La recente sconfitta elettorale del centro sinistra proviene proprio da lì: la continua rincorsa al centro con l’obiettivo del governo per il governo, hanno prodotto una perdita di identità per il popolo di sinistra.
Oggi la fase che abbiamo di fronte a noi è fortunatamente diversa, ed i segnali di ripresa del movimento sono potenti. Genova, la Fiom, la manifestazione del 23 Marzo e lo sciopero generale del 16 Aprile in difesa dell’articolo 18 dello statuto dei lavoratori, sono momenti importantissimi di una rinnovata conflittualità, e ci stanno dimostrando come la voglia di lottare sia tutt’altro che sopita anche, se non soprattutto, fra le giovani generazioni.
L’errore che non dobbiamo commettere, come partito, come sinistra e come mondo sindacale, è di abbandonare nuovamente un legame forte al mondo del lavoro.

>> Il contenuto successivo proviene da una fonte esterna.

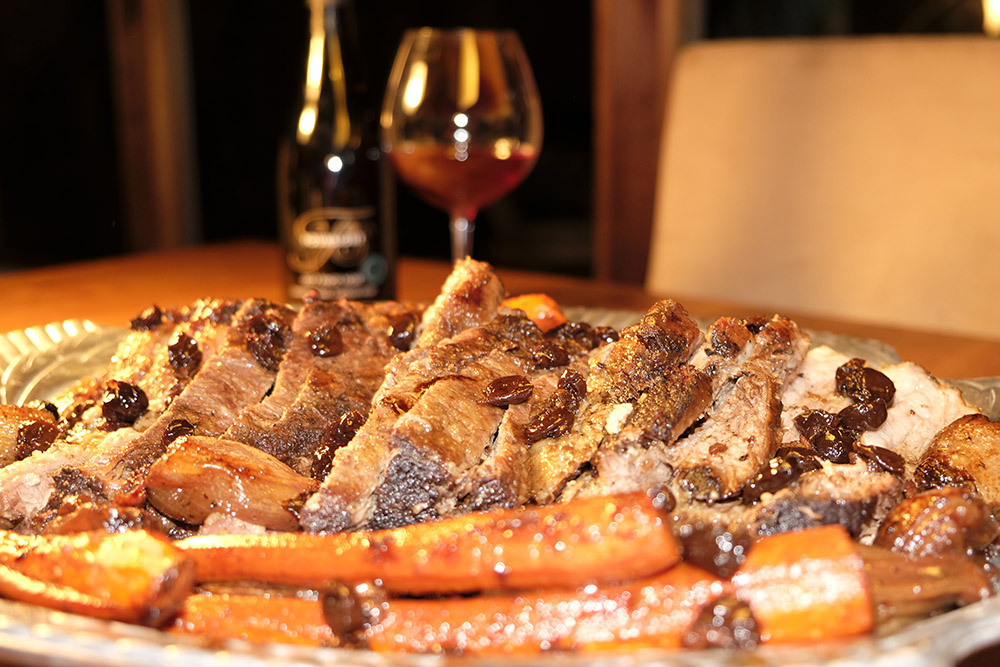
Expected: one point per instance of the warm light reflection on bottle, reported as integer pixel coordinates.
(307, 122)
(468, 71)
(991, 18)
(413, 94)
(334, 163)
(314, 78)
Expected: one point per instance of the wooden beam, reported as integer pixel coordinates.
(151, 67)
(635, 42)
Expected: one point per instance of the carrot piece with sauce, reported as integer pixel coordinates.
(805, 586)
(540, 309)
(654, 611)
(136, 577)
(600, 539)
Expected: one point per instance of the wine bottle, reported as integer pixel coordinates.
(336, 217)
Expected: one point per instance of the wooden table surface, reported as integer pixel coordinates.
(112, 291)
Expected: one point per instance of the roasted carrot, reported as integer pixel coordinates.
(540, 309)
(654, 611)
(602, 539)
(806, 586)
(136, 577)
(219, 617)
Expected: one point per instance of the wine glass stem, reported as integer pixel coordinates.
(462, 227)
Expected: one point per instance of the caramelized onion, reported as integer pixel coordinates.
(199, 476)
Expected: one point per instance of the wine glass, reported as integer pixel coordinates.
(461, 121)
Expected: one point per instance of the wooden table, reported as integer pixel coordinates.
(112, 291)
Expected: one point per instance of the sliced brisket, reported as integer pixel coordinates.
(333, 366)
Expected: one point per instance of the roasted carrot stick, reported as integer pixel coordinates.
(806, 586)
(136, 577)
(218, 617)
(603, 539)
(540, 309)
(654, 611)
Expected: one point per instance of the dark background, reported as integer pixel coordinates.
(59, 193)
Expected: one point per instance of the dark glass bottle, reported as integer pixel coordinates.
(336, 213)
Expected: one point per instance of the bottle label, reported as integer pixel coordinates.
(332, 250)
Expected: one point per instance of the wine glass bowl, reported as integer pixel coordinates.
(461, 121)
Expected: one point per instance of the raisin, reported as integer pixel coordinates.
(774, 476)
(580, 333)
(812, 423)
(148, 319)
(864, 416)
(44, 405)
(267, 340)
(549, 355)
(325, 342)
(176, 429)
(123, 403)
(184, 355)
(881, 458)
(402, 331)
(35, 436)
(713, 547)
(351, 609)
(574, 383)
(605, 335)
(550, 423)
(835, 445)
(506, 390)
(860, 383)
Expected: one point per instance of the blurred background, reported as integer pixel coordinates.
(132, 124)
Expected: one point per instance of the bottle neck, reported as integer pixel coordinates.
(331, 37)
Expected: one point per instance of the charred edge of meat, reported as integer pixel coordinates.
(700, 482)
(507, 390)
(791, 512)
(409, 491)
(337, 435)
(71, 485)
(781, 470)
(935, 472)
(492, 493)
(945, 521)
(267, 340)
(73, 517)
(149, 319)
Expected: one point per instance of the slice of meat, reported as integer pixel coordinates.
(333, 366)
(921, 407)
(666, 336)
(27, 486)
(24, 429)
(716, 459)
(238, 375)
(469, 298)
(160, 357)
(851, 495)
(964, 453)
(223, 386)
(425, 432)
(636, 456)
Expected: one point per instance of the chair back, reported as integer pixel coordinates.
(852, 177)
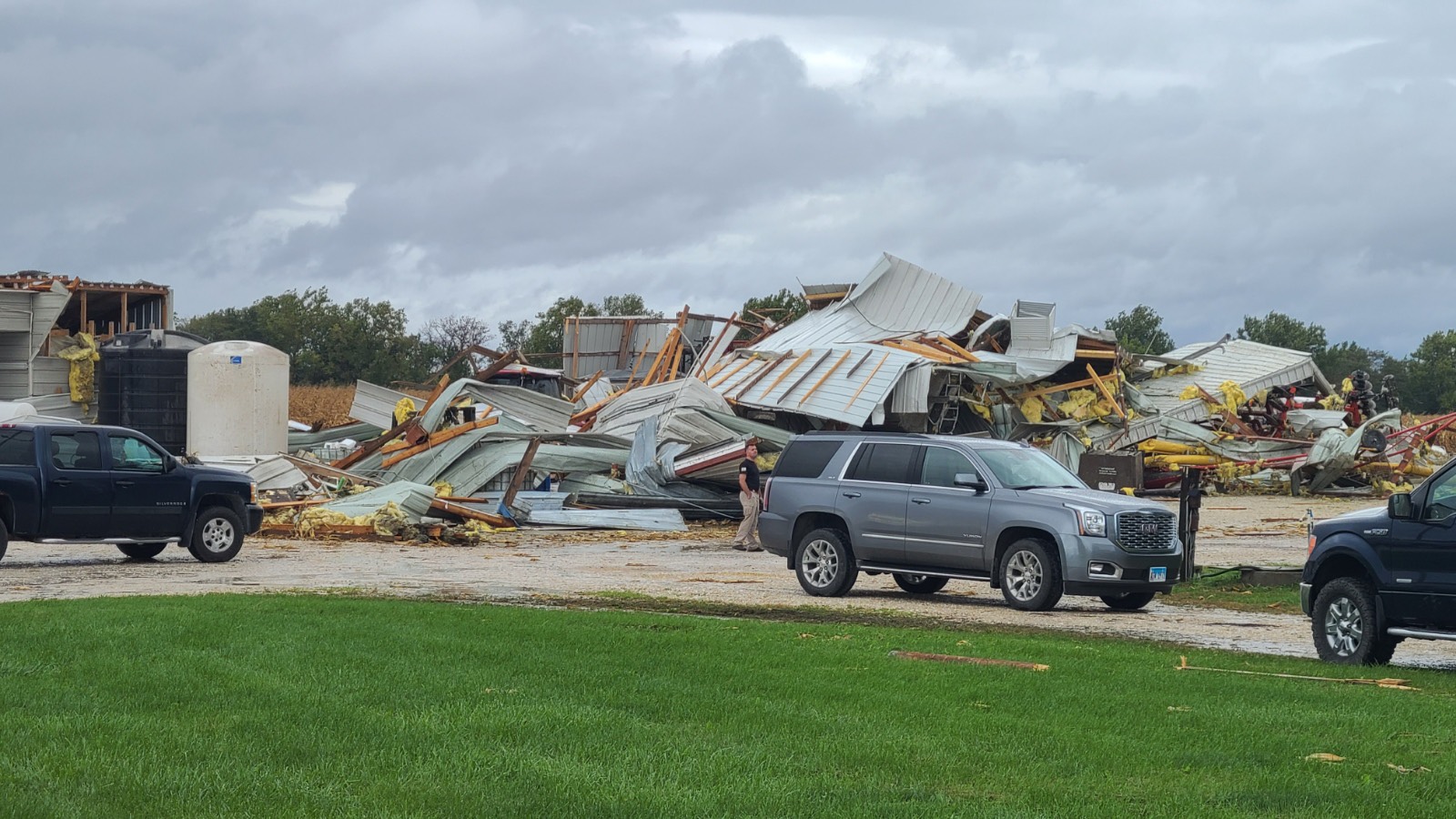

Io non posso nascondere infatti il timore, devo dire diffuso fra molti lavoratori, che la CGIL non tenga sulla linea conflittuale sulla quale Cofferati l’ha ricollocata negli ultimi mesi. Infatti il principio della concertazione non è stato abbandonato dal sindacato, non è stata operata una revisione critica delle politiche fatte dal 1993 ad oggi. Se oggi la concertazione è morta, è perché così hanno voluto i padroni pensando che ormai il mondo del lavoro frammentato, diviso e infiacchito da flessibilità, contratti di collaborazione coordinata e continuativa, lavoro interinale ecc. potesse ormai subire la botta definitiva sul terreno dei diritti e delle garanzie.Ma anche il movimento no-global per avere durata e sostanza dovrà assumere come centrali le tematiche del lavoro. La sinistra radicale, antagonista e comunista non sono infatti immuni dal pericolo della subalternità. Il compito del nostro partito nel movimento, in quanto organizzazione di ispirazione marxista, è quello, nel rispetto delle differenze e con la cautela dovuta quando ci si muove all’interno di una realtà così composita e plurale, deve essere quello di innervarlo delle istanze del mondo del lavoro, assumendo come fondamentale la contraddizione fra chi vive del proprio lavoro, e chi si arricchisce grazie al lavoro altrui.
Questa situazione, e anche la ripresa delle lotte operaie hanno spazzato via tutte le chiacchiere e le suggestioni “nuoviste” sulla fine del lavoro e sulla “vetustà” dei fondamenti su cui si poggia la società capitalistica.
La critica al capitalismo globalizzato non può prescindere dall’assunzione degli interessi dei lavoratori e delle lavoratrici come centrali.